Improve lexer's error reporting. You get the whole token mentioned now

in parse error messages, not just the part scanned by the last flex rule. For example, select "foo" "bar"; used to draw ERROR: parser: parse error at or near """ which was rather unhelpful. Now it gives ERROR: parser: parse error at or near ""bar"" Also, error messages concerning bitstring literals and suchlike will quote the source text at you, not the processed internal form of the literal.
2002-05-01 17:12:08 +00:00 · 2002-05-01 17:12:08 +00:00 · 61446e0927
commit 61446e0927
parent 241978b91b
3 changed files with 73 additions and 48 deletions
--- a/src/backend/parser/scan.l
+++ b/src/backend/parser/scan.l
@ -9,7 +9,7 @@
 *
 *
 * IDENTIFICATION
- *	  $Header: /cvsroot/pgsql/src/backend/parser/scan.l,v 1.92 2002/04/20 21:56:14 petere Exp $
+ *	  $Header: /cvsroot/pgsql/src/backend/parser/scan.l,v 1.93 2002/05/01 17:12:07 tgl Exp $
 *
 *-------------------------------------------------------------------------
 */
@ -56,6 +56,17 @@ static void addlit(char *ytext, int yleng);
 static void addlitchar(unsigned char ychar);
 static char *litbufdup(void);
 /*
 * When we parse a token that requires multiple lexer rules to process,
 * we set token_start to point at the true start of the token, for use
 * by yyerror().  yytext will point at just the text consumed by the last
 * rule, so it's not very helpful (eg, it might contain just the last
 * quote mark of a quoted identifier).  But to avoid cluttering every rule
 * with setting token_start, we allow token_start = NULL to denote that
 * it's okay to use yytext.
 */
 static char	   *token_start;
 /* Handles to the buffer that the lexer uses internally */
 static YY_BUFFER_STATE scanbufhandle;
 static char *scanbuf;
@ -208,7 +219,7 @@ non_newline		[^\n\r]
 comment			("--"{non_newline}*)
-whitespace		({space}|{comment})
+whitespace		({space}+|{comment})
 /*
 * SQL92 requires at least one newline in the whitespace separating
@ -235,9 +246,16 @@ other			.
 */
 %%
 %{
 					/* code to execute during start of each call of yylex() */
 					token_start = NULL;
 %}
 {whitespace}	{ /* ignore */ }
 {xcstart}		{
 					token_start = yytext;
 					xcdepth = 0;
 					BEGIN(xc);
 					/* Put back any characters past slash-star; see above */
@ -252,7 +270,11 @@ other			.
 <xc>{xcstop}	{
 					if (xcdepth <= 0)
 					{
 						BEGIN(INITIAL);
 						/* reset token_start for next token */
 						token_start = NULL;
 					}
 					else
 						xcdepth--;
 				}
@ -261,9 +283,10 @@ other			.
 <xc>{op_chars}	{ /* ignore */ }
-<xc><<EOF>>		{ elog(ERROR, "Unterminated /* comment"); }
+<xc><<EOF>>		{ yyerror("unterminated /* comment"); }
 {xbitstart}		{
 					token_start = yytext;
 					BEGIN(xbit);
 					startlit();
 					addlitchar('b');
@ -271,8 +294,7 @@ other			.
 <xbit>{xbitstop}	{
 					BEGIN(INITIAL);
 					if (literalbuf[strspn(literalbuf + 1, "01") + 1] != '\0')

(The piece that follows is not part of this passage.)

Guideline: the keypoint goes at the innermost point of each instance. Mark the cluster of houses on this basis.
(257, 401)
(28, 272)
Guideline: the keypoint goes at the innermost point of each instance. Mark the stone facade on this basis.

-						elog(ERROR, "invalid bit string input: '%s'",
+						yyerror("invalid bit string input");
 							 literalbuf);
 					yylval.str = litbufdup();
 					return BITCONST;
 				}
@ -284,9 +306,10 @@ other			.
 <xbit>{xbitcat}		{
 					/* ignore */
 				}
-<xbit><<EOF>>		{ elog(ERROR, "unterminated bit string literal"); }
+<xbit><<EOF>>		{ yyerror("unterminated bit string literal"); }
 {xhstart}		{
 					token_start = yytext;
 					BEGIN(xh);
 					startlit();
 				}
@ -303,14 +326,14 @@ other			.
 						|| val != (long) ((int32) val)
 #endif
 						)
-						elog(ERROR, "Bad hexadecimal integer input '%s'",
+						yyerror("bad hexadecimal integer input");
 							 literalbuf);
 					yylval.ival = val;
 					return ICONST;
 				}
-<xh><<EOF>>		{ elog(ERROR, "Unterminated hexadecimal integer"); }
+<xh><<EOF>>		{ yyerror("unterminated hexadecimal integer"); }
 {xqstart}		{
 					token_start = yytext;
 					BEGIN(xq);
 					startlit();
 				}
@ -335,30 +358,31 @@ other			.
 <xq>{xqcat}		{
 					/* ignore */
 				}
-<xq><<EOF>>		{ elog(ERROR, "Unterminated quoted string"); }
+<xq><<EOF>>		{ yyerror("unterminated quoted string"); }
 {xdstart}		{
 					token_start = yytext;
 					BEGIN(xd);
 					startlit();
 				}
 <xd>{xdstop}	{
 					BEGIN(INITIAL);
-					if (strlen(literalbuf) == 0)
+					if (literallen == 0)
-						elog(ERROR, "zero-length delimited identifier");
+						yyerror("zero-length delimited identifier");
-					if (strlen(literalbuf) >= NAMEDATALEN)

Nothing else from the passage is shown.